『忘却の都市』 残響の鼓動
——何度目だろうか。
硬い床に、また背中を打ちつけていた。
呼吸が、浅い。肺に入る空気が鋭く刺さる。
夏希が上階の研究所へ戻ってから、それほど時間は経っていない。
だが神崎凛は、すでに何度も地面を這い、立ち上がり、また倒れていた。
彼を見下ろす城戸は——
明らかに、とどめを刺せる状況でありながら、あえて動かない。
「やれやれ……本当に、素晴らしい」
感嘆にも似た声音で、城戸はわずかに頷いた。
「これほどまでに私と渡り合えたのは……小林君以来だよ」
神崎は、地を押す掌に力を込める。
たしかに、肉体の反応速度は上がっている。
加速の感覚も、制御できる時間も、以前とは比べものにならない。
だがそれでも——
城戸の動きは読めず、間合いを見誤り、体勢を崩される。
力の差ではない。
——経験と技術の洗練度が違いすぎる。
彼自身は未だ、人を“倒すため”に身体を使ったことがない。
だが、城戸は何のためらいもなく、人を“倒すべき動き”を完璧にこなしてくる。
その差が、如実に結果に現れていた。
「……やはり君は惜しいな」
城戸は少し距離を取ると、深くため息をつくように言葉を続けた。
「記憶を部分的に消すことで、君にどんな副作用が出るかは、正直わからない。 ——だから、私としても本当はそんなことはしたくないんだ」
「……今からでも遅くない」
その目に、もはや敵意はなかった。
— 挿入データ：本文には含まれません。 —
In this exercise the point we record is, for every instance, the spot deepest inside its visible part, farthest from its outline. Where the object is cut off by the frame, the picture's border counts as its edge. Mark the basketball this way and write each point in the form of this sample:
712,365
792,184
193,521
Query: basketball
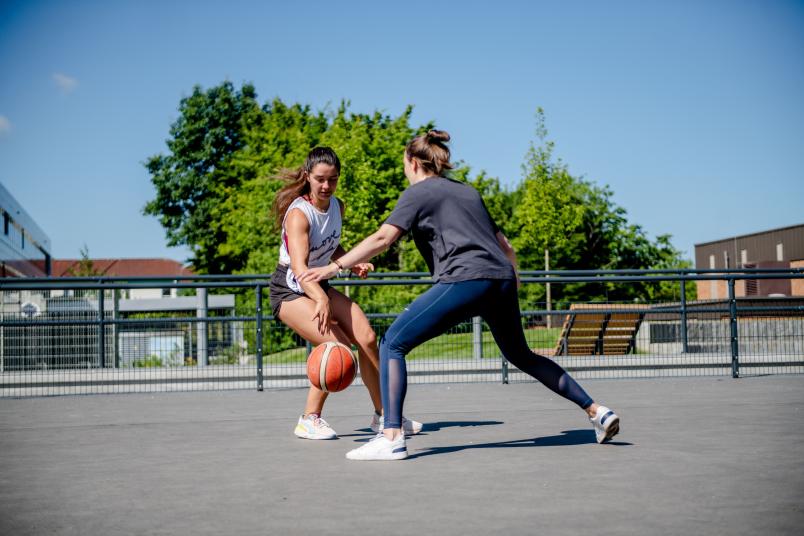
331,367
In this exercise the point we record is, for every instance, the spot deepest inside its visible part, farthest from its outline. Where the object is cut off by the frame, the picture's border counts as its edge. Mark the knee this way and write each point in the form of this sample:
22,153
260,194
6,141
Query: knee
392,347
366,339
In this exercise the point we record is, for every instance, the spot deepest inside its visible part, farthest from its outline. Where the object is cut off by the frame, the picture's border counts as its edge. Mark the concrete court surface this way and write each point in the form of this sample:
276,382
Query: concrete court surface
695,456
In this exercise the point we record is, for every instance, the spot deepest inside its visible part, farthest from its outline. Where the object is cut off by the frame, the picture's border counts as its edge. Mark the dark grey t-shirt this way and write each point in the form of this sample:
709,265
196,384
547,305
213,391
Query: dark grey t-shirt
452,229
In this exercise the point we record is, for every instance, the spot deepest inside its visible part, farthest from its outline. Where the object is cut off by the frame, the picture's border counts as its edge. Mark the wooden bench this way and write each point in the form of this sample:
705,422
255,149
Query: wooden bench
590,330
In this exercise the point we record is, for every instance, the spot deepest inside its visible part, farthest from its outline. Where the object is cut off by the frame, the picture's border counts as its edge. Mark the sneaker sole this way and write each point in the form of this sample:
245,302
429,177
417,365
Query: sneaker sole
612,430
305,435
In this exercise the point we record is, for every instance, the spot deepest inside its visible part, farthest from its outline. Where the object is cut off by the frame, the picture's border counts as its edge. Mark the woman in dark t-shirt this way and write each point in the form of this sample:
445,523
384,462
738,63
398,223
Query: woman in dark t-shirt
474,267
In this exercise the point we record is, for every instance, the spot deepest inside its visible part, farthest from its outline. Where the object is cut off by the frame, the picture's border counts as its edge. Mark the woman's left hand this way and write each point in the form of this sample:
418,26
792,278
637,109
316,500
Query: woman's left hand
361,270
317,274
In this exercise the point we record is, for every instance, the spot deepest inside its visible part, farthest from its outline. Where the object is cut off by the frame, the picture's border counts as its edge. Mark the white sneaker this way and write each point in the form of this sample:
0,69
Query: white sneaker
410,427
311,427
606,424
380,448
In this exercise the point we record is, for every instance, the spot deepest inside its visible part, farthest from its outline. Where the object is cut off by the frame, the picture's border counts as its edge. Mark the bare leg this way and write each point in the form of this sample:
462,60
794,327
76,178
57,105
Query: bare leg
356,327
298,316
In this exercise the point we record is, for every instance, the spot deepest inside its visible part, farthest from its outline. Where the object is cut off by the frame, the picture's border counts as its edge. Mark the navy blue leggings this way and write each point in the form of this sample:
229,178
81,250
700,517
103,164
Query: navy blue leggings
448,304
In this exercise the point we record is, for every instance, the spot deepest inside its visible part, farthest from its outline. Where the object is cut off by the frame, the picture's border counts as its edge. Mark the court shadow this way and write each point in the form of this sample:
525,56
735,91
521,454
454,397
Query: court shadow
567,438
427,427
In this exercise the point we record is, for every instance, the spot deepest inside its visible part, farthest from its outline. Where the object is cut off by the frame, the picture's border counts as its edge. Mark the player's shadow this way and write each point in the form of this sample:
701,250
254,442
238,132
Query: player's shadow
567,438
434,427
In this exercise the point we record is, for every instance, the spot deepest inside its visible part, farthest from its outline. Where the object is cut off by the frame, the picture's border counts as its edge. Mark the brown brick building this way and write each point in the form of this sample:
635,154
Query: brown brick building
777,248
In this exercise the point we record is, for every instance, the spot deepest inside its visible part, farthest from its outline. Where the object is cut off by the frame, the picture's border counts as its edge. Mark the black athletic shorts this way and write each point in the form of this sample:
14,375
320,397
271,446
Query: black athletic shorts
280,292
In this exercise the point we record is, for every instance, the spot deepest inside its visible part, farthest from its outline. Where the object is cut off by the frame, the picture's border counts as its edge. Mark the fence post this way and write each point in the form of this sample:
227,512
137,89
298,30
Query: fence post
735,363
259,337
477,337
115,328
201,327
684,340
101,330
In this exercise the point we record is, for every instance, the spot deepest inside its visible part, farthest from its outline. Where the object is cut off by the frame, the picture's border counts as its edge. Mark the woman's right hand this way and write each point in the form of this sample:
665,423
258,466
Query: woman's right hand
323,315
313,275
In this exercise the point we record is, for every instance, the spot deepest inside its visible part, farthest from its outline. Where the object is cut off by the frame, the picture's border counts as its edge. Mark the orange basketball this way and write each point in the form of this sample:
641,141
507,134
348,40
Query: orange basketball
331,367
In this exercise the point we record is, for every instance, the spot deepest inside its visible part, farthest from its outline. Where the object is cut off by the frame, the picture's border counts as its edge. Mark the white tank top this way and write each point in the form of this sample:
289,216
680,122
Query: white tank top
324,237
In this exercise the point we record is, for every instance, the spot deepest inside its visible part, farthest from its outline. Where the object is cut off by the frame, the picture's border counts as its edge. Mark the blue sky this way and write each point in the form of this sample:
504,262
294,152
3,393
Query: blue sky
692,112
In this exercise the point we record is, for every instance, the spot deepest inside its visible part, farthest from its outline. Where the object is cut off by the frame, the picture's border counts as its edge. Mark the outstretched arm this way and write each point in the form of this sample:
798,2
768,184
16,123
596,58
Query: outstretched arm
505,245
370,246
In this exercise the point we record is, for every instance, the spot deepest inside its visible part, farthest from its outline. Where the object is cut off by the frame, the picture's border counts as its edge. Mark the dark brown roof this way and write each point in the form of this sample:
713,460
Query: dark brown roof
123,267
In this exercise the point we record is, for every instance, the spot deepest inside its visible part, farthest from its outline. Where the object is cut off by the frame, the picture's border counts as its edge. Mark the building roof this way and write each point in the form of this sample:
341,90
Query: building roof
738,237
123,267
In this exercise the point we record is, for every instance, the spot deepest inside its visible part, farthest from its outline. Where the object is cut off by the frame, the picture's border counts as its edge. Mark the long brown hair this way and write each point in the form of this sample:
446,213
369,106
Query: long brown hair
296,180
431,151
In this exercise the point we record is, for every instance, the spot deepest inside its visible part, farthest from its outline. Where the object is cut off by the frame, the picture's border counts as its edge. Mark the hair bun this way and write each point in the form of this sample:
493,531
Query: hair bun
438,135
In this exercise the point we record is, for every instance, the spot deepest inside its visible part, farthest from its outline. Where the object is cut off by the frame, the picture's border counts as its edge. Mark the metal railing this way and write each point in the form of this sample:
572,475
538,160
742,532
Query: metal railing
73,336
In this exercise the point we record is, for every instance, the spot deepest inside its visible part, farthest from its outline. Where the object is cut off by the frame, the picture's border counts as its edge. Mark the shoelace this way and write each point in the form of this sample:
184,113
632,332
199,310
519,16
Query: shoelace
320,423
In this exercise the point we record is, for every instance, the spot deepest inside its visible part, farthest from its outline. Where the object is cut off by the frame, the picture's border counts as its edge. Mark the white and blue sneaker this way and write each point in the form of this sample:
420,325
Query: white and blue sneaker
409,426
380,449
314,427
606,424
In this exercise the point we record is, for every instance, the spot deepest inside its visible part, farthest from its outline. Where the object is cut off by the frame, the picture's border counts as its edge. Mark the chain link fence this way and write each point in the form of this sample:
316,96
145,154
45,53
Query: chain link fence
91,335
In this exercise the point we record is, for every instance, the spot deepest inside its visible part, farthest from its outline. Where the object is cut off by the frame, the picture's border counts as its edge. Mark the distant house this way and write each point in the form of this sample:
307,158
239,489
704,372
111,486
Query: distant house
24,246
168,268
777,248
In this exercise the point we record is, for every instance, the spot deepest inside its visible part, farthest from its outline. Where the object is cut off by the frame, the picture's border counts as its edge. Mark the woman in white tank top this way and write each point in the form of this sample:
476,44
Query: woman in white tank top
310,217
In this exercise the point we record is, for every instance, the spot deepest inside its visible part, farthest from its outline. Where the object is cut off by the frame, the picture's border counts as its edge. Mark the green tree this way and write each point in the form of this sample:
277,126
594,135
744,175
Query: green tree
582,227
191,180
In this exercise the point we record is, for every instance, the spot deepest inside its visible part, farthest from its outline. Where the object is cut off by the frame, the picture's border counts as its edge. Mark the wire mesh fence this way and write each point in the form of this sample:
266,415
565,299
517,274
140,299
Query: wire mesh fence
83,336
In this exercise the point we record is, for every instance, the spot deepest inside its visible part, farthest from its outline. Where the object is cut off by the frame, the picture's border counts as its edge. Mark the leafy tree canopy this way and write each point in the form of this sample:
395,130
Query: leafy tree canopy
216,184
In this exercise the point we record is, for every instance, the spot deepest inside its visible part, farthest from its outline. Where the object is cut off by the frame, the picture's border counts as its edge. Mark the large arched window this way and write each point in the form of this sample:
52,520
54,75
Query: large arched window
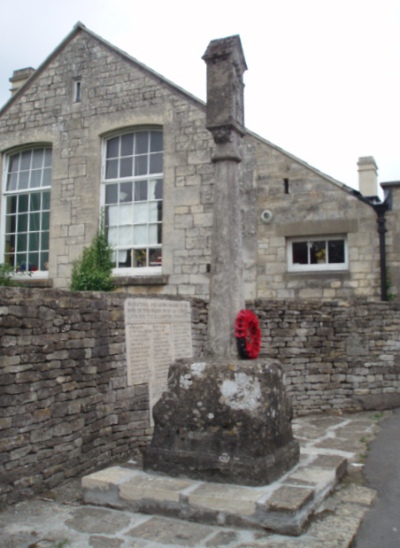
133,181
26,200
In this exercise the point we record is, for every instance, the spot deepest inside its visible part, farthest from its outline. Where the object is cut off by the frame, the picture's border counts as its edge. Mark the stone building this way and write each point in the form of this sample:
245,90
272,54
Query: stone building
93,129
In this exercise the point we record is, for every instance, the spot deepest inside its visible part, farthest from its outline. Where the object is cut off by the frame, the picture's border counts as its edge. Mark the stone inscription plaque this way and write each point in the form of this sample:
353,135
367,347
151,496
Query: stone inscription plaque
157,333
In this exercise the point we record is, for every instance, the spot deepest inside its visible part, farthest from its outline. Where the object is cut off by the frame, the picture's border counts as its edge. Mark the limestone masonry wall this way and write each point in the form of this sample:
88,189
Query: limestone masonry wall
66,409
336,356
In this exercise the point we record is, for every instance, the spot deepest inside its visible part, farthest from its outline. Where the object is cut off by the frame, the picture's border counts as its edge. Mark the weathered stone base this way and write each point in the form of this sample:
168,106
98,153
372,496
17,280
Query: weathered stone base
283,507
224,422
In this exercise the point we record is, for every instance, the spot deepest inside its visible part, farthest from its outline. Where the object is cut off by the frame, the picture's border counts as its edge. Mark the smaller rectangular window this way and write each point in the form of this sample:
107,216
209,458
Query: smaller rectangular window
317,254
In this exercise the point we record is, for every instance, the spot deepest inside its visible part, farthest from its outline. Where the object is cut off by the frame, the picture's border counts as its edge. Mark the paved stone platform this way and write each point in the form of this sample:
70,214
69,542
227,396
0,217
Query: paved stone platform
59,518
283,506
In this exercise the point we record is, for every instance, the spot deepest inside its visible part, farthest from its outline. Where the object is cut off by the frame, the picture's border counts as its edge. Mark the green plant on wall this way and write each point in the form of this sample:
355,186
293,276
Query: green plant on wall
93,271
9,278
6,272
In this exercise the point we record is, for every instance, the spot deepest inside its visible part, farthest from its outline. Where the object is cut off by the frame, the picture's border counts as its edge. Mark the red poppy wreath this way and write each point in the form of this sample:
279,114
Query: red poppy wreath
248,335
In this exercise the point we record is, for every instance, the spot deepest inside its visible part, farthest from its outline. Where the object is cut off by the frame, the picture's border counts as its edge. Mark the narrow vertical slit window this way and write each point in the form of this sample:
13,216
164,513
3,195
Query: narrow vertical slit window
77,91
286,185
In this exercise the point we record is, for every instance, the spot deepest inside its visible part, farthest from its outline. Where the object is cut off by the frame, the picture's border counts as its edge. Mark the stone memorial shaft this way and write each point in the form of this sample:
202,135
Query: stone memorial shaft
224,419
225,119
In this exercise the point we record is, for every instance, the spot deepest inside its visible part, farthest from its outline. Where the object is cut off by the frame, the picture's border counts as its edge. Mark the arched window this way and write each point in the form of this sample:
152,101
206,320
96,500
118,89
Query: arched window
133,193
26,210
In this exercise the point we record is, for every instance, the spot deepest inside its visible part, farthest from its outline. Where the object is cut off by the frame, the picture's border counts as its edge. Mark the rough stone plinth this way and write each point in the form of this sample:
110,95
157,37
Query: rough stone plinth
224,421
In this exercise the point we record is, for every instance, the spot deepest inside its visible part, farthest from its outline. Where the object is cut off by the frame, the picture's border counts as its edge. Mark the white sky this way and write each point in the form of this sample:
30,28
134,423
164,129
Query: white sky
323,79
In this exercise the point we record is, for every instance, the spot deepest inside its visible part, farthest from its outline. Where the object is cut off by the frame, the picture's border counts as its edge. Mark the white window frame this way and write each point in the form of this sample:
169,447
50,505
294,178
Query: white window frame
6,194
131,270
316,267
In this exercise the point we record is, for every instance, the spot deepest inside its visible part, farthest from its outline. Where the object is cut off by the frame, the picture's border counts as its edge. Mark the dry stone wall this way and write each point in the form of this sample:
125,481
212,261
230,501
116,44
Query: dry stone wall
336,356
65,407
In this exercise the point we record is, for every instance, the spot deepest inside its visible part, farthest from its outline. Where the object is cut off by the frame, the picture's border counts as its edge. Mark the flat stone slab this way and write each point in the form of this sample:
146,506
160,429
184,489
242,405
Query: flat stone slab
283,506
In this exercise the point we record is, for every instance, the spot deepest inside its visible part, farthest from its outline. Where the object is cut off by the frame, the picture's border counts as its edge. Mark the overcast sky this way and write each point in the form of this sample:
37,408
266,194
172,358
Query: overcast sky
323,79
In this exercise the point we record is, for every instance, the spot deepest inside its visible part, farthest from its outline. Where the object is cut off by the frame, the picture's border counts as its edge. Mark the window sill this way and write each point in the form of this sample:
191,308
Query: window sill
155,279
343,274
33,282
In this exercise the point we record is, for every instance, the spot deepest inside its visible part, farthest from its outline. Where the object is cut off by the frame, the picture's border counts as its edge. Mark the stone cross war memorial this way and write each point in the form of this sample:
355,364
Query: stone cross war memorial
223,419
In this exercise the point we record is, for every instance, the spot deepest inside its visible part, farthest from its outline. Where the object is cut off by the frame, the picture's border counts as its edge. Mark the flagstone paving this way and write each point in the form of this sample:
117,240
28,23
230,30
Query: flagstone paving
61,519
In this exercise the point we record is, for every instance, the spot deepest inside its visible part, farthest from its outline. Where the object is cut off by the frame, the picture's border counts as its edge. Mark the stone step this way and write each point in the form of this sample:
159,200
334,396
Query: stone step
283,506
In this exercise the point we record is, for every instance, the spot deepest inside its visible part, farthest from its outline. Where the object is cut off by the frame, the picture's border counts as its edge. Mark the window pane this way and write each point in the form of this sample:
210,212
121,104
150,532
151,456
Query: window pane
127,145
142,142
155,257
126,167
140,235
140,258
22,242
318,252
112,216
112,169
155,189
153,212
45,240
125,236
45,200
22,223
113,236
336,251
23,200
14,163
46,181
140,213
11,204
153,234
10,223
156,163
125,192
33,262
34,222
125,214
25,160
21,261
23,180
140,191
112,194
35,202
44,261
124,258
37,159
47,157
12,181
300,253
34,241
141,165
36,177
113,147
45,221
156,141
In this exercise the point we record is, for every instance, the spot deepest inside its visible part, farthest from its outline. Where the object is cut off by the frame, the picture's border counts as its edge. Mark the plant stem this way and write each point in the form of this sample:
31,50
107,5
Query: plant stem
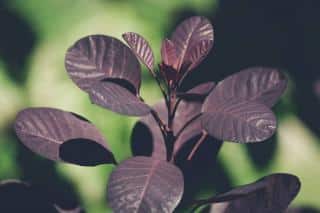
160,123
199,142
188,123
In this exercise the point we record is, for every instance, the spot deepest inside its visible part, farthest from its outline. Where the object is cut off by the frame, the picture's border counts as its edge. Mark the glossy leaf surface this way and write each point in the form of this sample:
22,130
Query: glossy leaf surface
198,92
169,54
59,135
263,85
118,99
272,193
97,57
241,122
143,184
191,34
186,110
140,47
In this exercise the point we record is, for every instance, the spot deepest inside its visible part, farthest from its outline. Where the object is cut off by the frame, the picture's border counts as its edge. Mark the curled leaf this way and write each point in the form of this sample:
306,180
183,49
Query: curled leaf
272,193
187,110
241,122
168,54
143,184
198,93
263,85
141,48
97,57
192,35
118,99
59,135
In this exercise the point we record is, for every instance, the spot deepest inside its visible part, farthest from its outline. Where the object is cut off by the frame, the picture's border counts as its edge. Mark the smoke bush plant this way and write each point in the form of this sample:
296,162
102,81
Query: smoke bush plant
237,109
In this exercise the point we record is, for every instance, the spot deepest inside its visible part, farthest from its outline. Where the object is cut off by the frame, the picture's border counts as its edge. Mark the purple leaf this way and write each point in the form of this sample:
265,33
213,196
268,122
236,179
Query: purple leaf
59,135
97,57
17,196
192,35
185,111
239,121
140,47
143,184
263,85
199,92
270,194
168,54
198,53
118,99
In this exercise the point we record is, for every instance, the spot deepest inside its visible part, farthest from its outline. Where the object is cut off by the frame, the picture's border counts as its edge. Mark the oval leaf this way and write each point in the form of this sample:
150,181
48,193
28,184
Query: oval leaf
188,36
198,53
272,193
97,57
263,85
186,110
241,122
59,135
118,99
143,184
141,48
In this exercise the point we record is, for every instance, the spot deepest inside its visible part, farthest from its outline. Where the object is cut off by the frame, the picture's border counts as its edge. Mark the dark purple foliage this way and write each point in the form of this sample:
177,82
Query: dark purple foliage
143,184
60,135
236,109
18,196
272,193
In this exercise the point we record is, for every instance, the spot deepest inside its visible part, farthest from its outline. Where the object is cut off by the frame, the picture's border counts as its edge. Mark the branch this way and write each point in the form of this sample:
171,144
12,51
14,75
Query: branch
188,123
161,125
199,142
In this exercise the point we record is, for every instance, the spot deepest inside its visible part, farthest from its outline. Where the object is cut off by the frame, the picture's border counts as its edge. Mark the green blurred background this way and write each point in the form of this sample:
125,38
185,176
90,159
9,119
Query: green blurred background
35,35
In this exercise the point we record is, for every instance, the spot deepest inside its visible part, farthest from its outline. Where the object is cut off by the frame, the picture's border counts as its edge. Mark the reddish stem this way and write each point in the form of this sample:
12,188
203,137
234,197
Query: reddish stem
199,142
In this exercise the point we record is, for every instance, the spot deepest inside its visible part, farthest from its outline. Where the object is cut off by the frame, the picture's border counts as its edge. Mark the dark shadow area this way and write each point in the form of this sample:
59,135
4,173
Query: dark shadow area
85,152
16,42
283,34
43,177
261,154
18,197
303,209
203,171
141,140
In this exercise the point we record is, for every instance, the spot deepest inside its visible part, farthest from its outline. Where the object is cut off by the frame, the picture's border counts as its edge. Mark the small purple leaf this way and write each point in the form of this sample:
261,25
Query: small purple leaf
272,193
97,57
59,135
186,110
199,92
118,99
198,53
189,36
263,85
143,184
140,47
168,54
239,121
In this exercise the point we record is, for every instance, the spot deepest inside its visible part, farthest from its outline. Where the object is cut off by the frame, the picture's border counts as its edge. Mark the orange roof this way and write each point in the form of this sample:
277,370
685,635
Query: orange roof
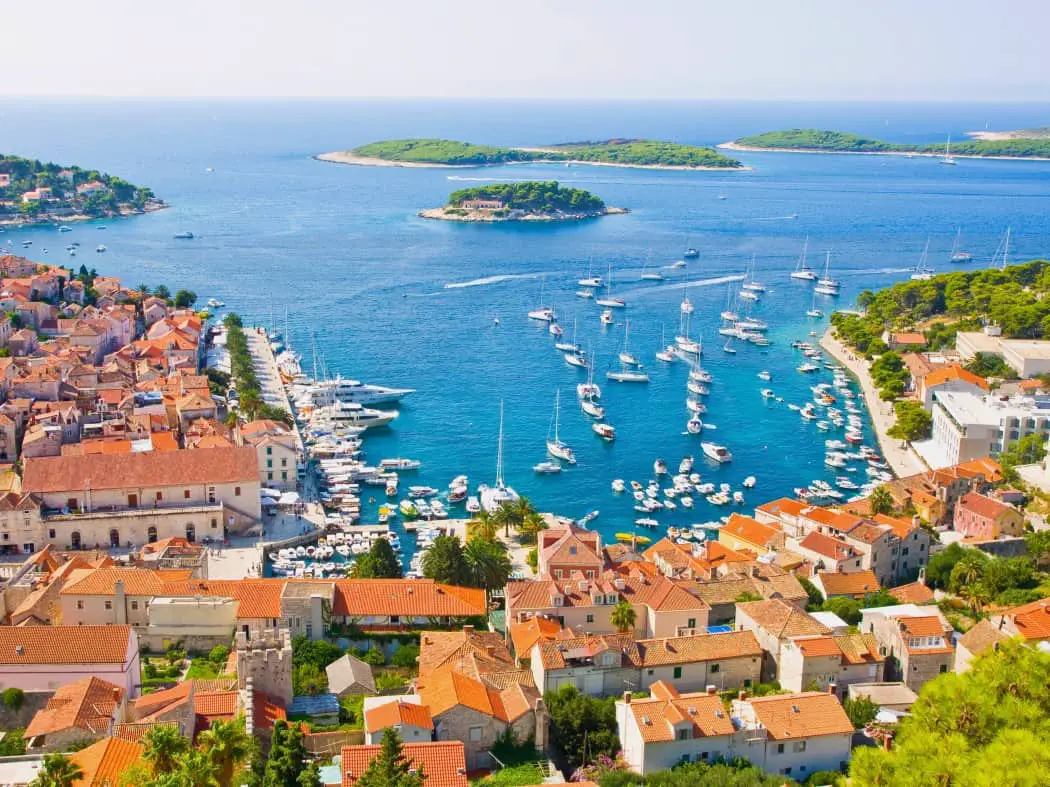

あるのは、むしろ“勧誘”の色だった。
「“管理者”になりたまえ。君になら——任せられる」
神崎がわずかに眉をひそめる。
「そうすれば……君の妹にも、進藤君にも手は出さないと誓おう」
その言葉は、まるで慈悲を差し出すように、静かに、真っすぐに向けられていた。
けれど、その“優しさ”の奥に潜む冷たさを——神崎は、確かに感じ取っていた。